DeepTomCruise looks good, because the role is played by a Tom Cruise look-alike. Moreover, DeepTomCruise’s creator, Chris Ume, told the 2021 TNW Conference that a 10–20 second video still needs about 24 hours of post-production work to enhance details and fix glitches.

While high-resolution deepfake technology for live videocalls might lie around in the labs of spy agencies, this type of quality cannot be achieved with free software you can download.

Synthetic video for production

In more controlled environments, synthetic video is possible. Synthesia lets you create synthetic talking heads for training or corporate communication purposes. While the application domain is still limited, the ease of use and time savings are impressive.

As a user, you select an actor, type the voice over, and the platform generates a video with the synthetic actor narrating your text. You can also create a synthetic version of yourself to act in the video.

Screenshot of the Synthesia platform showing a slide with a synthetic actor — Screenshot of the Synthesia platform. Image form Synthesia press kit

Using traditional techniques, it would require an actor, a producer, a studio, lighting, a camera, a microphone, shooting, editing, and a couple thousands of dollars to produce a 10-minute video. 10 minutes of synthetic video would cost you 30 USD and a couple of minutes.

Besides it would cut the carbon footprint of video production dramatically — given the platform is powered by renewable energy.

Voice clones — a.k.a. deep fake voices

A voice clone is a text-to-speech AI model that syntesizes someone’s voice. Creating a decent voice clone requires you to read 30 minutes of text and feed it to the AI model. However researchers have been looking into creating voice clones from just a few seconds of audio.

Authentic-sounding voice clones are a lot more difficult to produce than faces. Most voice clones suffer from metallic sound, caused by background noise and echo that is embedded in the voice clone.

That is the reason why deep fakes, like DeepTomCruise, Fake Obama or Channel 4’s Queen’s Speech still rely on voice actors. We are still far from the doom scenario in which your deep fake voice can be used for criminal purposes based on a few seconds of your voice.

After typing in the text in the Descript software, the voice clone reads it out loud. Video by author.

Daniel Verten, Head of Creative at Synthesia, explained to me that another reason why voice clones are difficult is that most voice synthesis models are designed for narration or IVR applications. This makes them less suitable for more emotional uses such as radio commercials or movies. He also confided to me that in the next 12 to 18 months, the quality of synthetic English voice and the expression of emotions will significantly improve.

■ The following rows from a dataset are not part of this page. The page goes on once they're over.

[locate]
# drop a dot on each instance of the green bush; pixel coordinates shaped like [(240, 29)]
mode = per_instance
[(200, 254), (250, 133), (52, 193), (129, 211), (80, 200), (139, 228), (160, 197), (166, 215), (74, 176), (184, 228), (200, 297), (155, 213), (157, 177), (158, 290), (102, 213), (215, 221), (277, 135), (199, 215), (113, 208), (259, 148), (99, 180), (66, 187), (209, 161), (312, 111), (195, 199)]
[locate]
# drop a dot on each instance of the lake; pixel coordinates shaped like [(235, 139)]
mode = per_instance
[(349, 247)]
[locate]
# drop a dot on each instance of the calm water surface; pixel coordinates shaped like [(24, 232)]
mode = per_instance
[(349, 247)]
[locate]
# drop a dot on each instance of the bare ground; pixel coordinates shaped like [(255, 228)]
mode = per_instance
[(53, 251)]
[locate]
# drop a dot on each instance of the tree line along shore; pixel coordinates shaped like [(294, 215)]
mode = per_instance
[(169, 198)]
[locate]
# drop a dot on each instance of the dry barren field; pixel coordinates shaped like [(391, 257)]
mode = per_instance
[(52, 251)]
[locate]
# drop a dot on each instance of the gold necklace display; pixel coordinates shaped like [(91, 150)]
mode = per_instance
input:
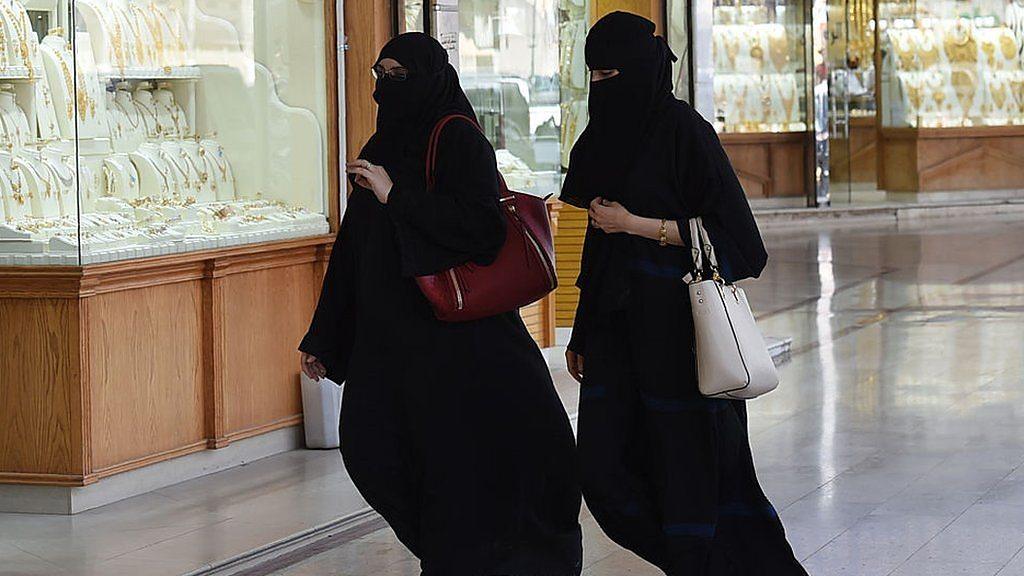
[(928, 51), (778, 48), (912, 88), (960, 44), (174, 32), (787, 98), (998, 92), (1008, 45), (903, 48), (757, 52), (86, 104), (143, 110), (4, 62), (156, 31), (117, 40), (965, 84), (731, 42), (23, 37)]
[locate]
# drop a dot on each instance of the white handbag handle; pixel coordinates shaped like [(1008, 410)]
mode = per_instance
[(700, 247)]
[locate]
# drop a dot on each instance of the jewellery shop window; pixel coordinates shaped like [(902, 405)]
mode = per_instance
[(135, 128), (758, 50), (949, 64), (509, 67)]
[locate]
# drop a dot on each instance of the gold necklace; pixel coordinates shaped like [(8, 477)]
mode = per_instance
[(998, 91), (901, 45), (155, 30), (133, 26), (114, 26), (964, 84), (731, 48), (169, 159), (86, 104), (23, 41), (142, 110), (787, 100), (778, 46), (204, 175), (1008, 45), (757, 52), (160, 13), (19, 163), (929, 56), (961, 45)]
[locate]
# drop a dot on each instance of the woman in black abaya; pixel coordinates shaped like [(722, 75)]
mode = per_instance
[(667, 472), (453, 432)]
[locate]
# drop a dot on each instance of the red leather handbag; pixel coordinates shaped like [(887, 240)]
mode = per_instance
[(523, 271)]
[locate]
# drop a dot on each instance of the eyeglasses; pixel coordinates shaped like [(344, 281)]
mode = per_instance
[(397, 74)]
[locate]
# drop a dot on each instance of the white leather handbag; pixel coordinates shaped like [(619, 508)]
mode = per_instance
[(732, 359)]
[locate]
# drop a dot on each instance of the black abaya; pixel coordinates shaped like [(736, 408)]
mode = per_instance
[(453, 432), (667, 472)]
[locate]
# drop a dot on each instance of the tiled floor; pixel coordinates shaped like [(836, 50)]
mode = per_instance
[(896, 443), (894, 447)]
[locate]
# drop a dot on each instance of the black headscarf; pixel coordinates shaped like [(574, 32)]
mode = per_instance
[(407, 111), (621, 108)]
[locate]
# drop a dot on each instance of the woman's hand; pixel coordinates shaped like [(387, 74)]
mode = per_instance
[(371, 176), (574, 364), (609, 216), (312, 367)]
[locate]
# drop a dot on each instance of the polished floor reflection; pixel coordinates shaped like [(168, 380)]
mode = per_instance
[(895, 445)]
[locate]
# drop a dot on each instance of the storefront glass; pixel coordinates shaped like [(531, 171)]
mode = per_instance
[(509, 64), (758, 51), (952, 64), (136, 129)]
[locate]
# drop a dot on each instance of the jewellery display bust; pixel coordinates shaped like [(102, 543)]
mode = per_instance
[(151, 175)]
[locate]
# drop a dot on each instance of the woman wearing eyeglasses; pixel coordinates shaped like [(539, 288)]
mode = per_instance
[(667, 472), (453, 432)]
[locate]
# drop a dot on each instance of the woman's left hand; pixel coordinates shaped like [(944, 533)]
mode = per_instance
[(372, 176), (609, 216)]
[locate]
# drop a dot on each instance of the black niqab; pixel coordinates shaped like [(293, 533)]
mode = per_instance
[(408, 110), (621, 108)]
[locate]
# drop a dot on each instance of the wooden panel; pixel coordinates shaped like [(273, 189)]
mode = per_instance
[(769, 165), (952, 159), (145, 361), (368, 26), (568, 249), (265, 314), (40, 419)]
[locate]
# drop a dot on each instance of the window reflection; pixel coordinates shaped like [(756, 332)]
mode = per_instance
[(509, 66)]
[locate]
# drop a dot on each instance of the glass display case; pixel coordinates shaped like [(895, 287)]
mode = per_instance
[(509, 66), (851, 55), (136, 128), (573, 23), (760, 75), (951, 64)]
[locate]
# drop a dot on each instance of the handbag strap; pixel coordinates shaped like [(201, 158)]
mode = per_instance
[(432, 145), (701, 248)]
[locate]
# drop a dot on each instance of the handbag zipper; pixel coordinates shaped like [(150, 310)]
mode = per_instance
[(458, 289), (536, 245)]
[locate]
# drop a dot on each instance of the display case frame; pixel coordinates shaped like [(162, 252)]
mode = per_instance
[(112, 369)]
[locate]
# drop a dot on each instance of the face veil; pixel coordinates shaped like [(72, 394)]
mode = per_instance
[(408, 110), (621, 108)]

Use cases for synthetic video and voices

Once voice quality and emotional expression improves, and we can include many languages, we can see lots of uses.

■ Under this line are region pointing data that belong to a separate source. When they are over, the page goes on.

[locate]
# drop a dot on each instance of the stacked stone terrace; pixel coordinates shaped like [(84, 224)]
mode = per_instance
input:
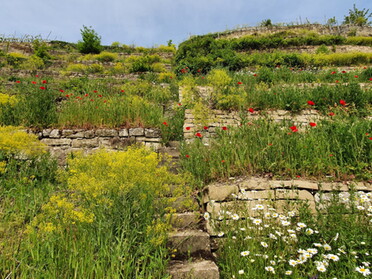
[(283, 195), (61, 142)]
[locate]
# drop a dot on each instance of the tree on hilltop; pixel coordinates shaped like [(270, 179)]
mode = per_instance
[(358, 17), (91, 42)]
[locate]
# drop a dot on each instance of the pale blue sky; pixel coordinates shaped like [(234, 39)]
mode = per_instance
[(154, 22)]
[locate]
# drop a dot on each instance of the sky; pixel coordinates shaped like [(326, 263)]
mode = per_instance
[(151, 23)]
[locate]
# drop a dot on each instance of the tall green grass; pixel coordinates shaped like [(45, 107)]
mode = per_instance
[(337, 149)]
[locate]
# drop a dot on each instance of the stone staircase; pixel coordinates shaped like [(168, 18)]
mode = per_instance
[(189, 243)]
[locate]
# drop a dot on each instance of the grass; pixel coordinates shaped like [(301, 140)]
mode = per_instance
[(332, 243), (340, 149), (102, 217)]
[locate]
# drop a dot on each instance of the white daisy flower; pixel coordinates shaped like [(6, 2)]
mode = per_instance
[(244, 253), (364, 271)]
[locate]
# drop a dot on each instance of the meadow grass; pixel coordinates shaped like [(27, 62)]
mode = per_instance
[(330, 148), (102, 217), (332, 243)]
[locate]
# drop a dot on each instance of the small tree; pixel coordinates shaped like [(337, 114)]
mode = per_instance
[(358, 17), (91, 41)]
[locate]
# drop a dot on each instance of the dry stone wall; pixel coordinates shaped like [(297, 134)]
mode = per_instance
[(222, 119), (61, 142), (283, 195)]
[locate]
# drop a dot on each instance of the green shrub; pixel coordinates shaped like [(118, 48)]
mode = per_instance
[(91, 42), (105, 56)]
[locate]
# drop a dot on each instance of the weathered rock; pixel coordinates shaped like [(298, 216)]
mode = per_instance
[(185, 220), (136, 132), (56, 141), (106, 133), (55, 133), (189, 242), (152, 133), (282, 194), (219, 192), (123, 133), (85, 143)]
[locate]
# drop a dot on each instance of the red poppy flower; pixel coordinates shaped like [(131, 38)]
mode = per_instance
[(294, 129), (310, 103)]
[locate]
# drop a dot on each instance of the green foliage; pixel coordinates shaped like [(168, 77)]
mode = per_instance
[(333, 148), (358, 17), (36, 107), (91, 42), (41, 50), (274, 240)]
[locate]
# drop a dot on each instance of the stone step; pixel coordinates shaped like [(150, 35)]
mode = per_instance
[(189, 243), (186, 220), (195, 270)]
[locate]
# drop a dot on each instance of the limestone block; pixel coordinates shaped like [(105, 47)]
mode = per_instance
[(123, 133), (293, 194), (106, 133), (153, 145), (56, 141), (85, 143), (152, 133), (333, 187), (256, 195), (46, 132), (219, 192), (55, 133), (136, 132)]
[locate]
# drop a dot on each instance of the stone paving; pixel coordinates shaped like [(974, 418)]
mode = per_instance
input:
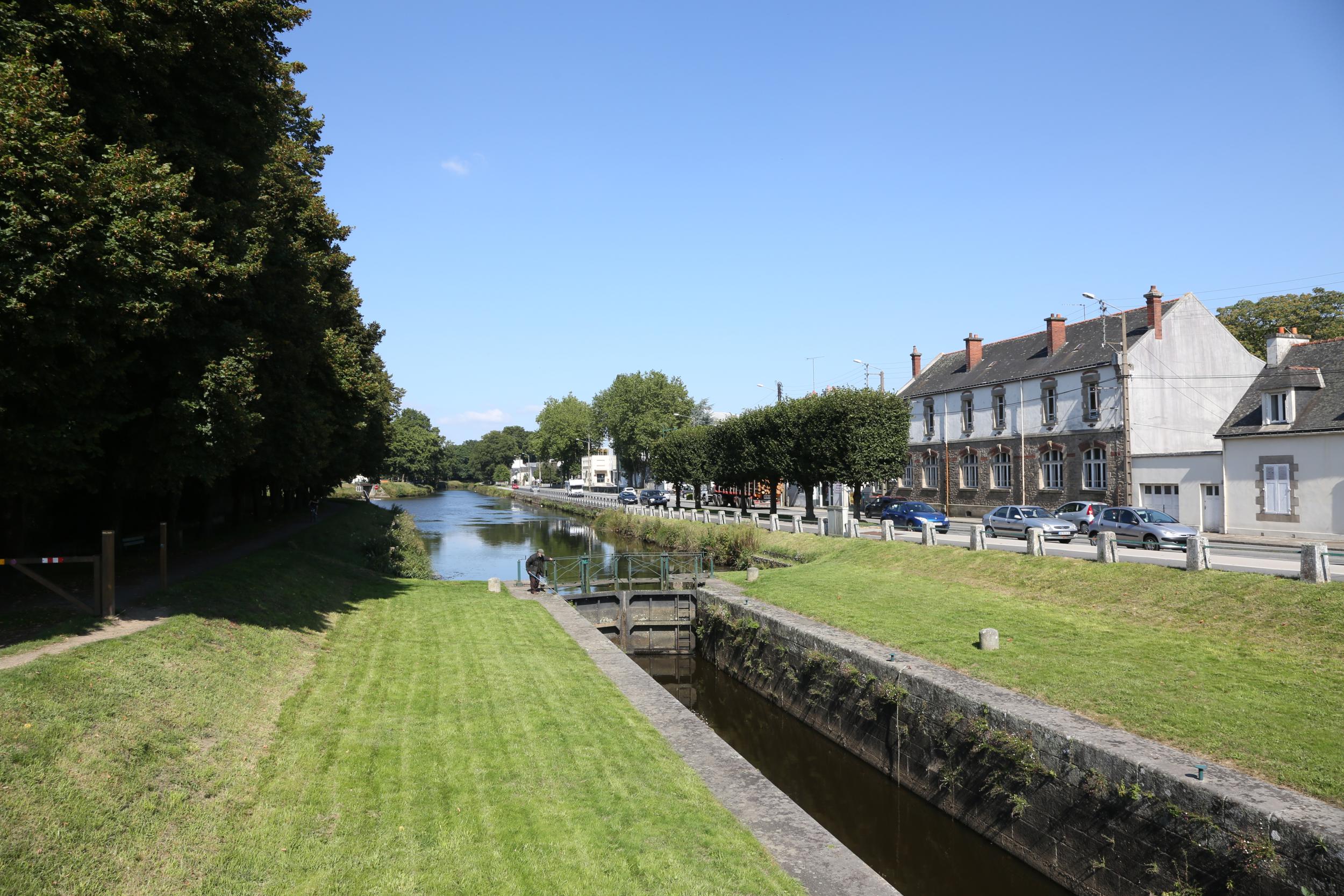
[(804, 849)]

For example automatic dubbing of movies in another language — including emotions. And while we’re at it, let AI lip sync the actors to match the other language. Audio books by their original author (even when they’re dead). Text-to-video that uses the synthetic voice and face of someone without using voice impersonators (not sure if this will make the world safer). Synthetic generation of radio commercials based on text input. And so on.

While we can all be creators with just a phone, high quality video production and VFX remains out of reach for many. It requires resources, time and a lot of skill.

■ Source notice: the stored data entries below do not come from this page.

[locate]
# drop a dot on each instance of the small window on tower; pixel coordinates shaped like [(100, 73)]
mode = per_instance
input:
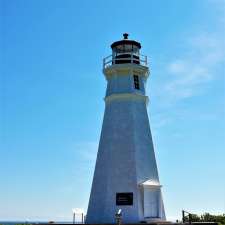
[(136, 82)]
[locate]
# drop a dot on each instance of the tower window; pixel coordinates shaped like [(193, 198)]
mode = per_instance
[(136, 82)]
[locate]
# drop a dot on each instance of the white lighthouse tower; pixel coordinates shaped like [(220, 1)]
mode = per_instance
[(126, 175)]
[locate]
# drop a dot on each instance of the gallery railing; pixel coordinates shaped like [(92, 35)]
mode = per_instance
[(124, 58)]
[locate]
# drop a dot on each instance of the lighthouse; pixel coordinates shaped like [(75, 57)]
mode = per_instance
[(126, 175)]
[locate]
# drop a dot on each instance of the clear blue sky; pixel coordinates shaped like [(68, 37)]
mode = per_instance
[(52, 106)]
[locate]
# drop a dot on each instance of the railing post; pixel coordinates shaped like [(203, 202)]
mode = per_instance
[(104, 63)]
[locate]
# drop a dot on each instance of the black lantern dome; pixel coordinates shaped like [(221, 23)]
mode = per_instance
[(126, 51)]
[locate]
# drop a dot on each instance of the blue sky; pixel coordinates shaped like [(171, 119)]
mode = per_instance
[(52, 90)]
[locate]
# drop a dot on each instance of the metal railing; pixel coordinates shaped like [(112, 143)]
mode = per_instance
[(130, 58)]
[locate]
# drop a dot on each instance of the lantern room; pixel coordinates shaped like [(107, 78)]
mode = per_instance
[(125, 51)]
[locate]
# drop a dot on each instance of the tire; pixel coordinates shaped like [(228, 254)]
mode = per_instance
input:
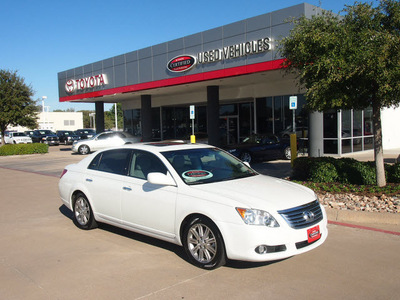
[(83, 213), (246, 157), (84, 149), (287, 153), (203, 244)]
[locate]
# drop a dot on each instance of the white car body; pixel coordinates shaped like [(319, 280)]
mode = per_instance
[(160, 211), (104, 140), (17, 138)]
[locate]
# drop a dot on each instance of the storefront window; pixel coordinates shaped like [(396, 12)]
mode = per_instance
[(264, 115), (279, 120), (357, 123), (245, 119), (155, 121), (176, 122), (132, 122), (368, 121), (330, 124), (330, 132), (228, 110)]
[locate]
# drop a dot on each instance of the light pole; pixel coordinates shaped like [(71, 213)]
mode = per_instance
[(43, 112), (116, 117)]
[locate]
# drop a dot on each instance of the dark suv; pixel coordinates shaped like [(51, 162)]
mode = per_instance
[(85, 133), (45, 136), (67, 136)]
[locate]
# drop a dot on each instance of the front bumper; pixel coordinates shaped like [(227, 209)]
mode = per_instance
[(242, 241)]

Imagine what would happen if we combine style transfer, object swapping, AI-powered mocap, CGI combined with AI, voice clones, etc. in a frictionless production pipeline. It would dramatically change the nature of video production. This would reduce the cost of huge sets involving dozens of people and the time of tedious post-production. It would bring advanced techniques to more artists, expanding their creative freedom. But, the shift will also lead to less operational and manual jobs in the industry.

What if we had Hollywood-level production capabilities? Small studios should ask themselves. And large studios should ask themselves, what if everyone had our production capabilities? How will we be able to make a difference?

With each year passing these questions will become more pressing for the creative industry.